Initial public offerings have managed to catch the fancy of both asset management companies as well as investors. But the recent slew of IPOs is more of the 'unconventional' type vis-à-vis the plain vanilla ones.
Mid-cap funds, flexi-cap funds and sector funds have been hitting the markets like never before. But do investors really understand how different these funds are from the ones currently in existence?
In this article, we have evaluated the various options available to the investor based on market capitalisation. Market capitalisation is defined as number of shares outstanding multiplied by the current share price.
Large cap funds
Large cap funds invest their money primarily in companies, which have a sizable market capitalisation. 'Sizable' is defined differently by different fund houses. This is usually mentioned in the fact sheets for the investor's benefit. For instance, in its recent IPO (Franklin Flexi Cap), Franklin Templeton defined large caps as companies with a market capitalisation in excess of Rs 1,500 crores (Rs 15 billion). Companies below this threshold were categorised as mid/small caps. Investing in large caps is a lower risk return proposition (vis-à-vis mid cap stocks), because such companies are usually widely researched and information is widely available.
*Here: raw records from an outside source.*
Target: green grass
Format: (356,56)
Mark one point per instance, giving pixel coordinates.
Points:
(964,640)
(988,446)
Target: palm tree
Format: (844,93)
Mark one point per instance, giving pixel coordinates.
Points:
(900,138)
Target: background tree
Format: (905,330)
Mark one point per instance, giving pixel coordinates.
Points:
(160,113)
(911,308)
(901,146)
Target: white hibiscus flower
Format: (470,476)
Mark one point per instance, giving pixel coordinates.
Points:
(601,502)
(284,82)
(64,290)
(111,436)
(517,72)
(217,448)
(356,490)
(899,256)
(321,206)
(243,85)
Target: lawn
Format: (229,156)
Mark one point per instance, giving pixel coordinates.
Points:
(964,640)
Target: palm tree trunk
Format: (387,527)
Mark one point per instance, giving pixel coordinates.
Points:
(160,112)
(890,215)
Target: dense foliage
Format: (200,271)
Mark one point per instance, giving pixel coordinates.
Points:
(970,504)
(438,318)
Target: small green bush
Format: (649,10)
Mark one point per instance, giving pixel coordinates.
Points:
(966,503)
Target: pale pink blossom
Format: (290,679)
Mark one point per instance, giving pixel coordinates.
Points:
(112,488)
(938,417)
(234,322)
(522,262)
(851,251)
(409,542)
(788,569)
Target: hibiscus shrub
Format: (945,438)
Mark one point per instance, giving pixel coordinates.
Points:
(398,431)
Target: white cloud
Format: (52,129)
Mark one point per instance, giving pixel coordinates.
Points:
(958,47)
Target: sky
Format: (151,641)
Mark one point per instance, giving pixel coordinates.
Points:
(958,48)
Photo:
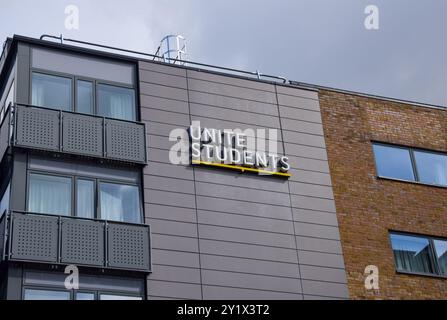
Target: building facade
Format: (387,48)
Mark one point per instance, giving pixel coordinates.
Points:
(94,178)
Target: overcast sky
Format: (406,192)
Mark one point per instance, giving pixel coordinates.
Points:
(321,42)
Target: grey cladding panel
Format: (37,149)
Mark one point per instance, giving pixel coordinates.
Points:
(34,238)
(82,242)
(82,134)
(125,141)
(37,128)
(128,246)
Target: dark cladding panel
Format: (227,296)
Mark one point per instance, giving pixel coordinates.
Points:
(82,242)
(82,134)
(37,128)
(125,141)
(128,247)
(34,238)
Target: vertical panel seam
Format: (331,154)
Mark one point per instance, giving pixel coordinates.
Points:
(195,192)
(290,197)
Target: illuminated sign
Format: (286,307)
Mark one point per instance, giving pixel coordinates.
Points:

HDFC Top 200 Fund, Franklin India Bluechip Fund, HSBC Equity Fund for instance, invest predominantly in large caps.
Get the leading large cap funds over here.
Mid cap funds
These funds invest in companies that have a lower market capitalisation than the large caps. For instance, Sundaram Mutual Fund defines mid caps as stocks with a market capitalisation of less than Rs 1800 crores (Rs 18 billion). However, this level varies from fund house to fund house.
As with large caps, BSE (BSE Mid Cap 200) and S&P CNX (S&P CNX Mid Cap 200) have designed their own indices for mid cap stocks. Many mid cap funds benchmark their performance against these indices, which also serves as a reliable investment universe for their own funds.
Investments in mid caps are a riskier proposition as compared to investments in large cap funds. There are several reasons for the same. One, the mid cap companies are usually under-researched. Two, such companies tend to be illiquid as they have a smaller market capitalisation. This in turn leads to above-average volatility. Fund managers often find it difficult to exit these stocks in a falling market or enter when interest in the stock is building up.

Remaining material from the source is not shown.